The tuning value for beta can be a vector of length p (where p is the number of regression coefficients) or, if an adaptive MCMC is not used, i.e., amcmc is not specified, the lower-triangle of the pxp Cholesky square-root of the desired proposal covariance matrix. If the predictive process is used then w must be of length m; otherwise, it must be of length n. Alternatively, w can be set as a scalar, in which case the value is repeated.

priors

a list with each tag corresponding to a parameter name. Valid tags are sigma.sq.ig, phi.unif, nu.unif, beta.norm, and beta.flat. Variance parameter simga.sq is assumed to follow an inverse-Gamma distribution, whereas the spatial decay phi and smoothness nu parameters are assumed to follow Uniform distributions. The hyperparameters of the inverse-Gamma are passed as a vector of length two, with the first and second elements corresponding to the shape and scale, respectively. The hyperparameters of the Uniform are also passed as a vector of length two with the first and second elements corresponding to the lower and upper support, respectively. If the regression coefficients are each assumed to follow a Normal distribution, i.e., beta.norm, then mean and variance hyperparameters are passed as the first and second list elements, respectively. If beta is assumed flat then no arguments are passed. The default is a flat prior.

cov.model

a quoted keyword that specifies the covariance function used to model the spatial dependence structure among the observations. Supported covariance model key words are: "exponential", "matern", "spherical", and "gaussian". See below for details.

amcmc

a list with tags n.batch, batch.length, and accept.rate. Specifying this argument invokes an adaptive MCMC sampler, see Roberts and Rosenthal (2007) for an explanation.

n.samples

the number of MCMC iterations. This argument is ignored if amcmc is specified.

verbose

if TRUE, model specification and progress of the sampler is printed to the screen. Otherwise, nothing is printed to the screen.

n.report

the interval to report Metropolis sampler acceptance and MCMC progress.

...

currently no additional arguments.

Details

If a binomial model is specified the response vector is the number of successful trials at each location and weights is the total number of trials at each location.

For a poisson specification, the weights vector is the count offset, e.g., population, at each location. This differs from the glm offset argument which is passed as the log of this value.

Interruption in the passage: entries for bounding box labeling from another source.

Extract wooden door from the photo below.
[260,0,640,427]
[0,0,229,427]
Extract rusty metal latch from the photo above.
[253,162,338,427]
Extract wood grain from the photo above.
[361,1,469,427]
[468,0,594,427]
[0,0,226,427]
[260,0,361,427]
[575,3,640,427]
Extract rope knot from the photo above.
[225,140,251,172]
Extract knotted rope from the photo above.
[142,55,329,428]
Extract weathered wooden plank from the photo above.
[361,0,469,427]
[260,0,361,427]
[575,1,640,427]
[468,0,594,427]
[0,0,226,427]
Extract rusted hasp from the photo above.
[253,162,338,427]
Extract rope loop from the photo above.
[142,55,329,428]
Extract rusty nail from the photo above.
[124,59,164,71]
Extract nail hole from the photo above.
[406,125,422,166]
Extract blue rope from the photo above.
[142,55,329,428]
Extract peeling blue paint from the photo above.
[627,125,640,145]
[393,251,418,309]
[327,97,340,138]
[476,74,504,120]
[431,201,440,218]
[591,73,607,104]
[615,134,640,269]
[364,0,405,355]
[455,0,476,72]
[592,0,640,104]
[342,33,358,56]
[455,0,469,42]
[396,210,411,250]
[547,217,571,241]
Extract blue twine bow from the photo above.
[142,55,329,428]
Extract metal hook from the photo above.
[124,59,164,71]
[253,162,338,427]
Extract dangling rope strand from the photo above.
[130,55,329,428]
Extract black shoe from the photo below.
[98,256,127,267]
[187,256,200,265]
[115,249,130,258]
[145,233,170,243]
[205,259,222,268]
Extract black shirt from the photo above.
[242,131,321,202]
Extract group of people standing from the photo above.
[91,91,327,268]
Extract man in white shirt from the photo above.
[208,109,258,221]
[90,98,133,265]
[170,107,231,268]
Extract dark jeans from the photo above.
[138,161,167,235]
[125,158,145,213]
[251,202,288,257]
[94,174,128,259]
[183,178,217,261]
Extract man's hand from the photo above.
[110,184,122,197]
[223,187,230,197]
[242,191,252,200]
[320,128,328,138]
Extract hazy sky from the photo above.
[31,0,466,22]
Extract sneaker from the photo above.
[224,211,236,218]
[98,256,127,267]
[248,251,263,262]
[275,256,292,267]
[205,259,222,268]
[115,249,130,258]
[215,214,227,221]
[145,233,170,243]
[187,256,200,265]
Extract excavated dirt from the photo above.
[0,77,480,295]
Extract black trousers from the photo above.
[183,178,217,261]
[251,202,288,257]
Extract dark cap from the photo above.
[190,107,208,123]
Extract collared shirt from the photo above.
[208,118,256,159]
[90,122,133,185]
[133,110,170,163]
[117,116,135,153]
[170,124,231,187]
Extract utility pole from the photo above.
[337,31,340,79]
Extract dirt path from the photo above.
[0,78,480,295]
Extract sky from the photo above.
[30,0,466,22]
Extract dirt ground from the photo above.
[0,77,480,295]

A non-spatial model is fit when coords is not specified. See example below.

Value

An object of class spGLM, which is a list with the following tags:

coords

the n x 2 matrix specified by coords.

knot.coords

the m x 2 matrix as specified by knots.

p.beta.theta.samples

a coda object of posterior samples for the defined parameters.

acceptance

the Metropolis sampler acceptance rate. If amcmc is used then this will be a matrix of each parameter's acceptance rate at the end of each batch. Otherwise, the sampler is a Metropolis with a joint proposal of all parameters.

acceptance.w

if this is a non-predictive process model and amcmc is used then this will be a matrix of the Metropolis sampler acceptance rate for each location's spatial random effect.

acceptance.w.knots

if this is a predictive process model and amcmc is used then this will be a matrix of the Metropolis sampler acceptance rate for each knot's spatial random effect.

p.w.knots.samples

a matrix that holds samples from the posterior distribution of the knots' spatial random effects. The rows of this matrix correspond to the m knot locations and the columns are the posterior samples. This is only returned if a predictive process model is used.

p.w.samples

a matrix that holds samples from the posterior distribution of the locations' spatial random effects. The rows of this matrix correspond to the n point observations and the columns are the posterior samples.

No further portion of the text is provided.